Dylan Symmonds, age 18 – Medicine Hat
Dylan is a key member of his community, both at school and in his greater community, and others describe him as “an active citizen.” He extensively volunteers in the community and works to address food insecurity with the highest quality food available. In giving to others, he has in turn gained a better understanding of who he is and his place. Dylan lives with Fetal Alcohol Spectrum Disorder and he has not let that hold him back. He approaches his obstacles as an opportunity to build new skills and, when necessary, he finds creative ways to participate. These qualities make Dylan an excellent team player and someone others enjoy being around. Simply put, Dylan is a friend and helpful to everyone, and truly a Great Kid.
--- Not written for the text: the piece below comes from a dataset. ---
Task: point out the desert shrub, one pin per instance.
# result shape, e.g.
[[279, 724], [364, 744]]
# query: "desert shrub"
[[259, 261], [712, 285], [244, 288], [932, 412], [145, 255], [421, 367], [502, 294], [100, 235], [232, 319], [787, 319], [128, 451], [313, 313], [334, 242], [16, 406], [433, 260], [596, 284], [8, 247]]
Katari Right Hand, age 18 – Siksika
Katari has demonstrated remarkable resilience and strength of character in the face of life’s challenges. After the 2013 floods, Katari was given the name Nààpiwa otó piim Akikowan which means Rainbow Girl representing the hope that comes after a storm. The responsibilities Katari has continued to undertake are nothing short of extraordinary. Raised by her grandparents most of her life, she helps take care of siblings, cousins and, when needed, her grandparents. Her accountability is paralleled in her academics, where she graduated at 16, and in the way she celebrates her culture. Last year, only a week before graduation, Katari lost her mother. She drew on her quiet strength and not only planned her mother’s funeral but also attended graduation. At the same time, she fulfilled her extensive commitment to represent the Niitsitapiiks as the 2021 Calgary Stampede Parade Marshal. As a First Nation youth, Katari has experienced racism but she has not let that discourage her from embracing and living her culture. She has brought her community together with strength, hope and optimism.